Farms
Partnering with farmers to supply the region with fresh, healthy food by conserving farmland and supporting regenerative practices







Farms are part of the Hudson Valley’s DNA.
The first stewards of these lands — Indigenous peoples like the Munsee Lenape, the Mohican, the Wappinger, the Schaghticoke, and the Haudenosaunee (Iroquois) — relied on the land for sustenance. They grew crops like corn, climbing beans, squash, pumpkins, and sunchokes, and foraged for wild foods like blueberries and cranberries. Today’s regenerative agriculture practices are inspired and informed by their ancestral cultivation methods, such as interplanting and maximizing the variety of crops to promote soil health and conserve water.
During the American Revolution, the Hudson Valley was the breadbasket of the 13 colonies, drawing on the region’s fertile valleys and shipping access on the Hudson River.
Today, the valley’s family farms — some of which date back three centuries — feed local residents and are also part of New York City’s “foodshed.” Like a watershed, which outlines how water drains into a specific geographic area, a foodshed illustrates where a region’s food supply originates and where it goes.
To meet the growing demand for fresh, local food, Scenic Hudson partners with farmers to conserve their fields, orchards, and other natural resources. This enables farmers to grow their operations, sustains the agricultural economies of rural communities, supports the growing agri-tourism and farm-to-table movements, and maintains an essential part of our region’s heritage and scenic beauty. We depend on support from fellow land trusts, as well as state and federal funding, to achieve these successes for the valley.
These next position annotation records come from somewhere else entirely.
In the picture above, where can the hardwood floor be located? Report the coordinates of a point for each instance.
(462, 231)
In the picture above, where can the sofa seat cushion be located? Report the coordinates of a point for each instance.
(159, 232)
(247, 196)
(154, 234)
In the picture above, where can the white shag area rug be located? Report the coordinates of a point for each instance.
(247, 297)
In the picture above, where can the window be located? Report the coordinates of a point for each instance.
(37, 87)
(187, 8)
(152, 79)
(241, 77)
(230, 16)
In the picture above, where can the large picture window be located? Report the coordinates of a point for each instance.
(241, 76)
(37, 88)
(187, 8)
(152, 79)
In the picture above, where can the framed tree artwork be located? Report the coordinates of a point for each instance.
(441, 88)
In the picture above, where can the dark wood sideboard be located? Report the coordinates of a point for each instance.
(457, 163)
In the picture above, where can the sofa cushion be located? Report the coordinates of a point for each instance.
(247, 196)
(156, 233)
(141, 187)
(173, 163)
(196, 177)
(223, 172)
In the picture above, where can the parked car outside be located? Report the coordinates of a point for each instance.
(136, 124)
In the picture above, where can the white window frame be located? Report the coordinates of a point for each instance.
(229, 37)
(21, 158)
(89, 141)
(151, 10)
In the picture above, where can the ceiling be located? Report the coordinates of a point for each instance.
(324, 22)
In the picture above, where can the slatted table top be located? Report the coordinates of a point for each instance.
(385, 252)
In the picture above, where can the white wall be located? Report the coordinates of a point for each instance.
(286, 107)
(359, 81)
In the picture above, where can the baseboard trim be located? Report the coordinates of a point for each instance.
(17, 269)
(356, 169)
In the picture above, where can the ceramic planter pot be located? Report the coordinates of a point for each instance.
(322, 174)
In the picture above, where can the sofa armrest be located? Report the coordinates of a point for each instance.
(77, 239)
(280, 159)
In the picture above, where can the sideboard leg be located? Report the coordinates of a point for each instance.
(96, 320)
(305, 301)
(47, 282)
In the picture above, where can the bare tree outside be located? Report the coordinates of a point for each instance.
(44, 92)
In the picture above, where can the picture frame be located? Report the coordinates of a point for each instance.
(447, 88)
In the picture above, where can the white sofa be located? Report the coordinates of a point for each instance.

Since 1992, we have conserved over 23,000 acres on more than 153 farms in eight counties. We pioneered a “critical mass” approach — conserving clusters of farms in communities whose prosperity depends on agriculture. This effort has put more than $83 million into the hands of Hudson Valley farmers. Learn more about the Farms and Food for Life initiative here.
In addition, we developed an innovative, collaborative strategy — a Foodshed Conservation Plan — to ramp up farmland conservation in the region, which is critical for meeting the growing demand for fresh, healthy food. We’re also continuously exploring ways to encourage farmers across the valley to embrace regenerative agriculture — methods that not only reduce a farm’s carbon footprint, but make its soils more productive and climate-resilient.